Why so many rape cases?

Everyone has a phone. Including in the farthest corners of Uttar Pradesh. If mothers can ensure that no one comes into contact with their daughters’ bodies for a moment, they can do nothing against the photos. And if it was not appropriate for women to have Katra cell phones, men would and would not hesitate to photograph the two hanged men. As a result, tragedy sways on WhatsApp at high speed.

For the locals who stormed the road to the grove where the bodies still hang, this is clearly a double murder. The press will play its inflationary role in the guise of a 27-year-old who has been covering the western part of Uttar Pradesh for several years now. This is Ankur Chaturvedi the local correspondent of Aaj Tak, one of the most watched Indian TV channels with at least 100 million viewers. The drama becomes national, the fate of young girls, everyone’s business, they are necessarily killed and raped.

But what is happening in this country, people finally dare to ask? Why so many rape cases? For Sonia Valleiro, there is no single answer. It is a problem of caste, lack of education, poverty, lack of economic opportunity for women. The latter is constantly exploited, and sexual abuse is one of the expressions of this exploitation. »

Sonia Valero is moving slowly. Slowly like the investigation at the time. The picture you draw is disarming. Corruption, political recovery and neglect of the local police who believe that with the deaths of the girls, the case will be quickly closed. The commissioner is naive because the story takes on dizzying proportions a week after the events. To the point of involving the Central Bureau of Investigation (CBI), an agency born out of the ashes of a colonial-era special unit.

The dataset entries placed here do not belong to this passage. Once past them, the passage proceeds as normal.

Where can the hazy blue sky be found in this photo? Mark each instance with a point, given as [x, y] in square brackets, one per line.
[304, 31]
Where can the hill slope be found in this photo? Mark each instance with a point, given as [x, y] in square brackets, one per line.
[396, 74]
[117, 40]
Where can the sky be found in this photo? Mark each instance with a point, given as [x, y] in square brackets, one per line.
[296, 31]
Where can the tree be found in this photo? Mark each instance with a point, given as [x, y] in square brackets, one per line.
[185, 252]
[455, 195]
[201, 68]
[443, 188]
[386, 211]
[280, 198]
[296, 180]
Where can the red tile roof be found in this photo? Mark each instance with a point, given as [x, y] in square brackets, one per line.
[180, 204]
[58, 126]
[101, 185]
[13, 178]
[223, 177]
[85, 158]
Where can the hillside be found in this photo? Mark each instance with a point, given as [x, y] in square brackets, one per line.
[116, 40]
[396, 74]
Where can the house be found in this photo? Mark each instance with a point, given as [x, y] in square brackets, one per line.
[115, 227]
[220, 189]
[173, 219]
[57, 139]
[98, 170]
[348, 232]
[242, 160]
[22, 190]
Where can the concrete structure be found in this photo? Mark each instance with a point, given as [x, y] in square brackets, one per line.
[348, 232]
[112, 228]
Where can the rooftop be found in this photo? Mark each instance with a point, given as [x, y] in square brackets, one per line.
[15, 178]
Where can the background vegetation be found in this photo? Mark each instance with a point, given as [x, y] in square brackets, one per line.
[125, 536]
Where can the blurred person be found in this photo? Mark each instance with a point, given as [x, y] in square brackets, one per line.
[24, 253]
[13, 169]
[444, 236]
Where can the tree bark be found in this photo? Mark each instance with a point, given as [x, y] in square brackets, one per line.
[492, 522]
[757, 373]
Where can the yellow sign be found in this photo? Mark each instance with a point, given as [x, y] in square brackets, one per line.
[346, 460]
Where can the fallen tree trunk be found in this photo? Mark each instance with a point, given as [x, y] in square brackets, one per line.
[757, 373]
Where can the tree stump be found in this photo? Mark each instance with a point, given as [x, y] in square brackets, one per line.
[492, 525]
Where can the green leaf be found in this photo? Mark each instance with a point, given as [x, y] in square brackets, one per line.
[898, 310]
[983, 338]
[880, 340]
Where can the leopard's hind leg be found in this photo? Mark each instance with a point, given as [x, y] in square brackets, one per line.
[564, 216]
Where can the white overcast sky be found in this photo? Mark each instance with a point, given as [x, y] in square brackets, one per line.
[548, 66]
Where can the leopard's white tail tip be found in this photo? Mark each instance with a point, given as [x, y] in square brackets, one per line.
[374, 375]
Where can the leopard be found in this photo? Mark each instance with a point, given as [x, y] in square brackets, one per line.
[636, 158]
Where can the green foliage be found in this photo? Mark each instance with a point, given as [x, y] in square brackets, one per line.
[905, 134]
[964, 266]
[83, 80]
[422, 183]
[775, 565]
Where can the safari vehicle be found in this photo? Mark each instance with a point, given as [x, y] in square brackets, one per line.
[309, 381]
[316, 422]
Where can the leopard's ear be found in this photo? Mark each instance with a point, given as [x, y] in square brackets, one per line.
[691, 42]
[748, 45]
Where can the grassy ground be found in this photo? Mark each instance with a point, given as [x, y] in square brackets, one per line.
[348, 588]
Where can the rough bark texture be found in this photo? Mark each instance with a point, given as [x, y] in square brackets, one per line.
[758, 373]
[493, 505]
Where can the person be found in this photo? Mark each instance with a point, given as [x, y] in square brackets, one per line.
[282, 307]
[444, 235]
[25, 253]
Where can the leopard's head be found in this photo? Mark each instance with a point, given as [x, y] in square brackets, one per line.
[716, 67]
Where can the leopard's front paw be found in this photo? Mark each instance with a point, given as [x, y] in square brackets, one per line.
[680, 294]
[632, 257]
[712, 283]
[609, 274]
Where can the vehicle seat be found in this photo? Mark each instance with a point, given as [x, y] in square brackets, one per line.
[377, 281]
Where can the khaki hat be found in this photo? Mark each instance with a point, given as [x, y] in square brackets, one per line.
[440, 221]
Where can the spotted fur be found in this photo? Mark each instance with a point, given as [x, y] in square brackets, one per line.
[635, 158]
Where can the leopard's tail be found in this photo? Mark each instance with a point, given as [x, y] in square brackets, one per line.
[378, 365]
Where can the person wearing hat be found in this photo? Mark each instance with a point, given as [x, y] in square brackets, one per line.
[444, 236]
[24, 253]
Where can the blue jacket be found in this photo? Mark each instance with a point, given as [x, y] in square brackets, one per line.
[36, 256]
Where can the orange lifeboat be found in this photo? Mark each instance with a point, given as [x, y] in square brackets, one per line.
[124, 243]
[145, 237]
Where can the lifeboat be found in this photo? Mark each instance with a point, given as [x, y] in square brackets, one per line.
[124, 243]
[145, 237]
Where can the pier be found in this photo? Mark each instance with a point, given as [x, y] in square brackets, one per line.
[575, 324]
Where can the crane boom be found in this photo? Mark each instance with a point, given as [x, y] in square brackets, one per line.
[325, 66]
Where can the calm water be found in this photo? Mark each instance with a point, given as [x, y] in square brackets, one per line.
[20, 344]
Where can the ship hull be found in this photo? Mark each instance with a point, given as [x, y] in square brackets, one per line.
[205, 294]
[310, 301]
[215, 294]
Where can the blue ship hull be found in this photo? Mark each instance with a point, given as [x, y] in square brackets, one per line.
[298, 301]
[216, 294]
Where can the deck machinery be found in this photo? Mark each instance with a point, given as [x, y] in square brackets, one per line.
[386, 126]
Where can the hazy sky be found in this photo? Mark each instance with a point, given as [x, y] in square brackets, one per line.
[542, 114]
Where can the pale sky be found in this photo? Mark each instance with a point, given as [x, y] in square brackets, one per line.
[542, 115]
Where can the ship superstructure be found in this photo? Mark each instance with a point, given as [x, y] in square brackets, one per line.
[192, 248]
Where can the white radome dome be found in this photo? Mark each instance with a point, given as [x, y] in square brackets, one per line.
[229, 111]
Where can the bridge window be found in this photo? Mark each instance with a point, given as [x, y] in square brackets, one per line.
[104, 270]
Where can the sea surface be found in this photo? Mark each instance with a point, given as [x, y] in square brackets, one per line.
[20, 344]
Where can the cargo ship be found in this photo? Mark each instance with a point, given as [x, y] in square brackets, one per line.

Unlike the police, CBI officers are highly regarded.

Also when a team of ten people led by a reputable inspector is sent to the area, the parents are convinced that this time, justice will be served. The journalist’s careful investigation provides a more accurate truth. Lying from relatives, friends or neighbors, everyone seems to have something to hide. So there will be no heroes in this story. Victims yes. Terrible, no doubt. But there again, Sonia Valero lifts the veil. “Mothers are the real heroines of this tragic accident,” she breathes. They are women who cannot read or write but who heard about an organized gang rape in Delhi in 2012. By preventing young girls from ejaculating, they made a bold, brave and intelligent act. Thanks to them, the press was turned away, the police ordered it, and no one forgot about it. »

The author wrote very beautifully: “Reputation is the skin.” Imagine these two mothers, bloodied by pain and crushed by the weight of a culture of oppression for women, imagine the strength of character they had to display. “They wanted to save the honor of their daughters, I concluded, with admiration, Sonia Valleiro. And they succeeded.”

good girls By Sonia Valiero, translated by Natalie Perrone, Marchesali editions, 400 pages, €22.